Ukraine Loses Avdiivka To Russia, Withdraws Following Deadly Siege At Mariupol

Ukraine Suffers Biggest Loss of 2024, according to report.

In 2014, well before Russia's initial offensive against UKraine, the city of Avdiivka had a population of 31,000 citizens.

Just last year, there was still a great deal of hope that, like the port city of Mariupol, Avdiivka would become another symbol of Ukrainian resilience in the face of overwhelming odds.

Initially, Ukrainian commanders boasted of easy victories over poorly trained Russian conscripts, many of which were only lightly armed and undersupplied. However, as the fighting continued, Russian tactics began to change, and the effect was felt almost immediately.

Special forces began to appear behind Ukraine lines seemingly out of thin air, and Russia began to use Soviet-era glide bombs, gravity bombs that have been retrofitted with control surfaces that provide rudimentary navigational capability, to tremendous destructive and psychological effect.

Additionally, Ukrainian forces that were present in Avdiivka had been fighting for two years with no reinforcements and the disappearance of a commander tasked with giving orders to hundreds of soldiers.

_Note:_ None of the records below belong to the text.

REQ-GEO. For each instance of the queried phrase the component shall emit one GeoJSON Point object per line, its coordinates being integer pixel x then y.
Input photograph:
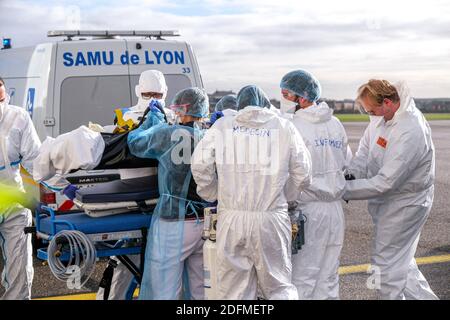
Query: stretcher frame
{"type": "Point", "coordinates": [100, 240]}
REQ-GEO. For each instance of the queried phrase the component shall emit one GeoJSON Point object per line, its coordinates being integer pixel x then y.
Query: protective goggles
{"type": "Point", "coordinates": [180, 108]}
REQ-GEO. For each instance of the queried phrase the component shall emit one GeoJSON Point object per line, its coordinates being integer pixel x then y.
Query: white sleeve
{"type": "Point", "coordinates": [203, 167]}
{"type": "Point", "coordinates": [29, 145]}
{"type": "Point", "coordinates": [300, 167]}
{"type": "Point", "coordinates": [358, 164]}
{"type": "Point", "coordinates": [401, 159]}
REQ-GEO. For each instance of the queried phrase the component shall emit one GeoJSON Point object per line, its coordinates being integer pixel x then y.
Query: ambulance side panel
{"type": "Point", "coordinates": [172, 58]}
{"type": "Point", "coordinates": [90, 83]}
{"type": "Point", "coordinates": [29, 74]}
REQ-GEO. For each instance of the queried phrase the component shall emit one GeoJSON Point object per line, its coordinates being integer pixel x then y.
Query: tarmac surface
{"type": "Point", "coordinates": [434, 241]}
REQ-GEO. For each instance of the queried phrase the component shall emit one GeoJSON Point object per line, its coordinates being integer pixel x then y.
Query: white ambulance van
{"type": "Point", "coordinates": [85, 77]}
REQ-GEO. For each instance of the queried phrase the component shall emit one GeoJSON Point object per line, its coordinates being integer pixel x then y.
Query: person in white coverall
{"type": "Point", "coordinates": [394, 169]}
{"type": "Point", "coordinates": [244, 162]}
{"type": "Point", "coordinates": [315, 267]}
{"type": "Point", "coordinates": [151, 86]}
{"type": "Point", "coordinates": [19, 145]}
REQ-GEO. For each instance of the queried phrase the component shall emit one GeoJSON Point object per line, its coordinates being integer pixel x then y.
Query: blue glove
{"type": "Point", "coordinates": [155, 106]}
{"type": "Point", "coordinates": [215, 116]}
{"type": "Point", "coordinates": [70, 191]}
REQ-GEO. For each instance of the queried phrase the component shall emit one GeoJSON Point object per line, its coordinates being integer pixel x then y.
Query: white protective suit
{"type": "Point", "coordinates": [315, 267]}
{"type": "Point", "coordinates": [395, 168]}
{"type": "Point", "coordinates": [58, 156]}
{"type": "Point", "coordinates": [19, 144]}
{"type": "Point", "coordinates": [244, 163]}
{"type": "Point", "coordinates": [149, 81]}
{"type": "Point", "coordinates": [229, 112]}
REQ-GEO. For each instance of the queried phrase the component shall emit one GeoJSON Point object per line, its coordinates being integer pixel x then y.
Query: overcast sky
{"type": "Point", "coordinates": [239, 42]}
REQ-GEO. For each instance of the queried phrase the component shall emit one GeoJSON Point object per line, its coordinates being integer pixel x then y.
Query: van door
{"type": "Point", "coordinates": [91, 82]}
{"type": "Point", "coordinates": [170, 57]}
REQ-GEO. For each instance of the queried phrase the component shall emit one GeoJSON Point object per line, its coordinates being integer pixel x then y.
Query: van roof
{"type": "Point", "coordinates": [157, 34]}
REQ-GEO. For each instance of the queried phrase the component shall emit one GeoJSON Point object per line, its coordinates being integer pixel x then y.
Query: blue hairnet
{"type": "Point", "coordinates": [195, 99]}
{"type": "Point", "coordinates": [227, 102]}
{"type": "Point", "coordinates": [252, 96]}
{"type": "Point", "coordinates": [303, 84]}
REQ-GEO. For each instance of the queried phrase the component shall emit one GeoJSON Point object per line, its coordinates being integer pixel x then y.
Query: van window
{"type": "Point", "coordinates": [95, 98]}
{"type": "Point", "coordinates": [175, 82]}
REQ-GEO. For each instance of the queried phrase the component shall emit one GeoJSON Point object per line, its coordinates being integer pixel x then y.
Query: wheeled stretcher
{"type": "Point", "coordinates": [117, 235]}
{"type": "Point", "coordinates": [138, 194]}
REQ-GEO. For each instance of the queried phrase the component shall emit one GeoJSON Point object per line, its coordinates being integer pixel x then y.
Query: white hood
{"type": "Point", "coordinates": [229, 112]}
{"type": "Point", "coordinates": [406, 101]}
{"type": "Point", "coordinates": [149, 81]}
{"type": "Point", "coordinates": [254, 116]}
{"type": "Point", "coordinates": [316, 113]}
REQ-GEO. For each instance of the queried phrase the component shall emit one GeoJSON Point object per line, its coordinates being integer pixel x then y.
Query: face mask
{"type": "Point", "coordinates": [3, 105]}
{"type": "Point", "coordinates": [287, 106]}
{"type": "Point", "coordinates": [2, 108]}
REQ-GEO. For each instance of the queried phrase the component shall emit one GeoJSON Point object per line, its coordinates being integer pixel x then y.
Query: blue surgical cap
{"type": "Point", "coordinates": [196, 101]}
{"type": "Point", "coordinates": [252, 96]}
{"type": "Point", "coordinates": [303, 84]}
{"type": "Point", "coordinates": [227, 102]}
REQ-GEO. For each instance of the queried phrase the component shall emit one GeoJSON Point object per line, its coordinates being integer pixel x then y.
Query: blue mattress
{"type": "Point", "coordinates": [88, 225]}
{"type": "Point", "coordinates": [138, 189]}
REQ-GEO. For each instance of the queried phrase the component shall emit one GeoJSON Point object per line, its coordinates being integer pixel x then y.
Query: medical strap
{"type": "Point", "coordinates": [14, 163]}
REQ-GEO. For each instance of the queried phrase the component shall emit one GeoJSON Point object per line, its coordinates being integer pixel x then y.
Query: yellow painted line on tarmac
{"type": "Point", "coordinates": [344, 270]}
{"type": "Point", "coordinates": [81, 296]}
{"type": "Point", "coordinates": [354, 269]}
{"type": "Point", "coordinates": [363, 268]}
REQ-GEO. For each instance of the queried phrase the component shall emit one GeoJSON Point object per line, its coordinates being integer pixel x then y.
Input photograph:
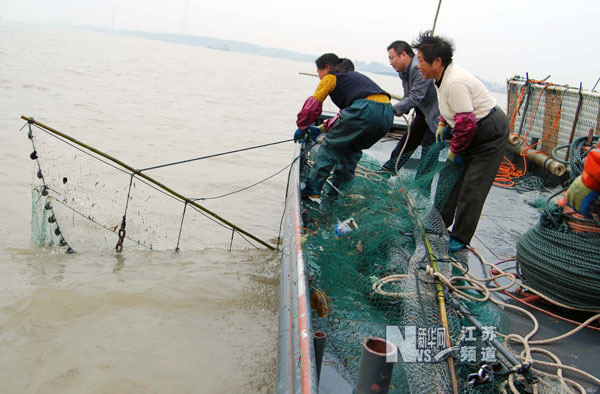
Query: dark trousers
{"type": "Point", "coordinates": [418, 133]}
{"type": "Point", "coordinates": [482, 160]}
{"type": "Point", "coordinates": [360, 126]}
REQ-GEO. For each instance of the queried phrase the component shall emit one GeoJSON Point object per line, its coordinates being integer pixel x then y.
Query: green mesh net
{"type": "Point", "coordinates": [374, 276]}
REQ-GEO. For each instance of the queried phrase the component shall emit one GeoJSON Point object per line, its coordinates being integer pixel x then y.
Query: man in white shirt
{"type": "Point", "coordinates": [480, 133]}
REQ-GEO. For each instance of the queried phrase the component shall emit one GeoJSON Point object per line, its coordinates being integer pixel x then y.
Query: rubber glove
{"type": "Point", "coordinates": [441, 133]}
{"type": "Point", "coordinates": [580, 197]}
{"type": "Point", "coordinates": [311, 132]}
{"type": "Point", "coordinates": [454, 158]}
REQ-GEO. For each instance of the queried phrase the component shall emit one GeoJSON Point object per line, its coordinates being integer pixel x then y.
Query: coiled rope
{"type": "Point", "coordinates": [559, 255]}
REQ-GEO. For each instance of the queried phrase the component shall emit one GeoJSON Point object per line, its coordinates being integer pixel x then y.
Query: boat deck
{"type": "Point", "coordinates": [506, 216]}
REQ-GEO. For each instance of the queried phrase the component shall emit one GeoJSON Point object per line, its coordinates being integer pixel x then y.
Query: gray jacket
{"type": "Point", "coordinates": [420, 93]}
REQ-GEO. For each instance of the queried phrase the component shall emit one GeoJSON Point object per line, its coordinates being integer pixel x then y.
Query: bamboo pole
{"type": "Point", "coordinates": [394, 96]}
{"type": "Point", "coordinates": [555, 167]}
{"type": "Point", "coordinates": [149, 179]}
{"type": "Point", "coordinates": [440, 298]}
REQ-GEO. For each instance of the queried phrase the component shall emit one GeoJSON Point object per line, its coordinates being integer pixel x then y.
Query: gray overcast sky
{"type": "Point", "coordinates": [494, 39]}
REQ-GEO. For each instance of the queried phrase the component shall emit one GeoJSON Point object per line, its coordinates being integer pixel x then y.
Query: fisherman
{"type": "Point", "coordinates": [420, 94]}
{"type": "Point", "coordinates": [479, 135]}
{"type": "Point", "coordinates": [583, 192]}
{"type": "Point", "coordinates": [366, 116]}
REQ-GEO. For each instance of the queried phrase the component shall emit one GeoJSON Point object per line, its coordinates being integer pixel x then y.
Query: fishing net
{"type": "Point", "coordinates": [82, 201]}
{"type": "Point", "coordinates": [374, 276]}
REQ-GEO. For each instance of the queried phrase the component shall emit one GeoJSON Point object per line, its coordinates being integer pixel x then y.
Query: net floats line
{"type": "Point", "coordinates": [440, 295]}
{"type": "Point", "coordinates": [146, 177]}
{"type": "Point", "coordinates": [394, 96]}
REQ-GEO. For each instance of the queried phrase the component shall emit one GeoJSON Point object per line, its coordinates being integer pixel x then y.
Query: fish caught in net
{"type": "Point", "coordinates": [375, 276]}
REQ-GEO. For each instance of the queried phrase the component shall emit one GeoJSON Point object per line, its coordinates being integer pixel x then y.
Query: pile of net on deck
{"type": "Point", "coordinates": [559, 255]}
{"type": "Point", "coordinates": [375, 277]}
{"type": "Point", "coordinates": [81, 201]}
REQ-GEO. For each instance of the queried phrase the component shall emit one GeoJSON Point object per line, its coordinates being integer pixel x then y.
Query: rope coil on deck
{"type": "Point", "coordinates": [559, 255]}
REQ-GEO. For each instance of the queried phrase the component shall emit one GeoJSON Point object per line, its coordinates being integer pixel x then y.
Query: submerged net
{"type": "Point", "coordinates": [82, 201]}
{"type": "Point", "coordinates": [374, 276]}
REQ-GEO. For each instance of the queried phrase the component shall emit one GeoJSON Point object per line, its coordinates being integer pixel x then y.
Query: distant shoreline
{"type": "Point", "coordinates": [246, 47]}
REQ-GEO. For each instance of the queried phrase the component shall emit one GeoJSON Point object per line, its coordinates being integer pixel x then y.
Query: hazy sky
{"type": "Point", "coordinates": [494, 39]}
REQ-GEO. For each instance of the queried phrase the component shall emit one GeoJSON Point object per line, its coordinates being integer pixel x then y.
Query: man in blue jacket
{"type": "Point", "coordinates": [420, 94]}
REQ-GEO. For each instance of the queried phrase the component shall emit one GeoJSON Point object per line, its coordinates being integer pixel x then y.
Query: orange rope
{"type": "Point", "coordinates": [508, 172]}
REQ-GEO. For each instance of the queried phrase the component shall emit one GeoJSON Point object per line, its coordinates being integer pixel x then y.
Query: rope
{"type": "Point", "coordinates": [508, 173]}
{"type": "Point", "coordinates": [215, 155]}
{"type": "Point", "coordinates": [525, 340]}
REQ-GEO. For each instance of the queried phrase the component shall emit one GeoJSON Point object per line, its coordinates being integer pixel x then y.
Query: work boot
{"type": "Point", "coordinates": [454, 245]}
{"type": "Point", "coordinates": [390, 165]}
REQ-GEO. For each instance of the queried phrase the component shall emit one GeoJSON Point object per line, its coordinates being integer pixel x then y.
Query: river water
{"type": "Point", "coordinates": [145, 322]}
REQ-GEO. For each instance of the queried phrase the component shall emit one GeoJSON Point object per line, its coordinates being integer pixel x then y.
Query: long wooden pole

According to the Associated Press, a battalion commander vanished under mysterious circumstances and one of the soldiers that was with him was found dead. A second soldier that was with him also disappeared.

The blow that such an occurrence would play on morale in a combat zone cannot be understated.

A week following the loss of the commander, Ukraine lost a city in the Donetsk region that it had defended since the very beginning of Russia's full-scale invasion.

Though Russian troops were never able to directly attack defensive positions, as they did in Mariupol, a constant withering away at the flanks of defenders would ultimately result in Ukrainian forces being outnumbered and surrounded by mid-February 2024.

A source of great national pride during the start of the war, the besieged defenders of Mariupol stayed too long after the Russians gained a tactical advantage. This resulted in thousands of troops being captured or killed.

The AP reports that low ammunition, constant Russian reinforcements, and the ineptitude of commanders are all to blame for what is being called the worst loss of the year for Ukraine.

"We weren't so much physically exhausted as psychologically, being chained to that place," said Viktor Biliak, an infantryman with the 110th Brigade who had been in the area since March 2022.

Biliak's unit was on the southern outskirts of Avdiivka in a well-fortified position called Zenith. This location has been on the frontlines of both fighting Russia's 2014 offensive and the new war.

The soldier told AP that constant Russian fire, as well as no reinforcements, meant that defenders didn't have the energy or time to build suitable fortifications and trenches were only knee deep.

Hundreds of remaining Ukrainian soldiers would withdraw to Avdiiyka's coke plant after repeated attacks last fall. The coke plant drew immediate comparisons to the Azovstal steel plant in Mariupol at which Ukrainian armed forces suffered under the weight of attrition while defending the indefensible.

The 110th Brigade had been fighting there since March 2022 and the 2nd Battalion of the Presidential Brigade since March 2023. The 47th Brigade arrived in mid-October.

As officials in Kyiv argued over the delicate question of expanding the draft, many of the soldiers in the east felt ignored by Western allies who no longer sent weapons, by their high command and by fellow Ukrainians.

"They just kept throwing themselves at the coke plant, leaving piles of their corpses there. Mountains of bodies and heaps of smashed equipment," said Maksym, a soldier in the Presidential Brigade. "And every time, they took the same route, we hit them and hit them, and ultimately held our ground."

The all-volunteer 3rd Assault Brigade arrived in the second week of February but was too little too late. As they arrived at the coke plant, Russian forces had nearly closed a pincer movement around the plant.

Furthermore, the firing of Gen. Valeri Zaluzhnyi by Ukrainian President Volodymyr Zelenskyy in February was the greatest shakeup in Ukraine's military leadership since the start of the war.

Ukrainian forces received the order for a retreat under the cover of darkness for the 110th Brigade.

"It would have been joyful if it had happened earlier. We were always ready to drop everything and flee from there because we had known for a long time that the end was coming. "But then we already knew it was too late, and it was out of desperation."

Russia would claim control of Avdiivka and its coke plant by February 17. Ukrainian military officials contend that most of the soldiers who withdrew made it out alive and Russia suffered far greater losses.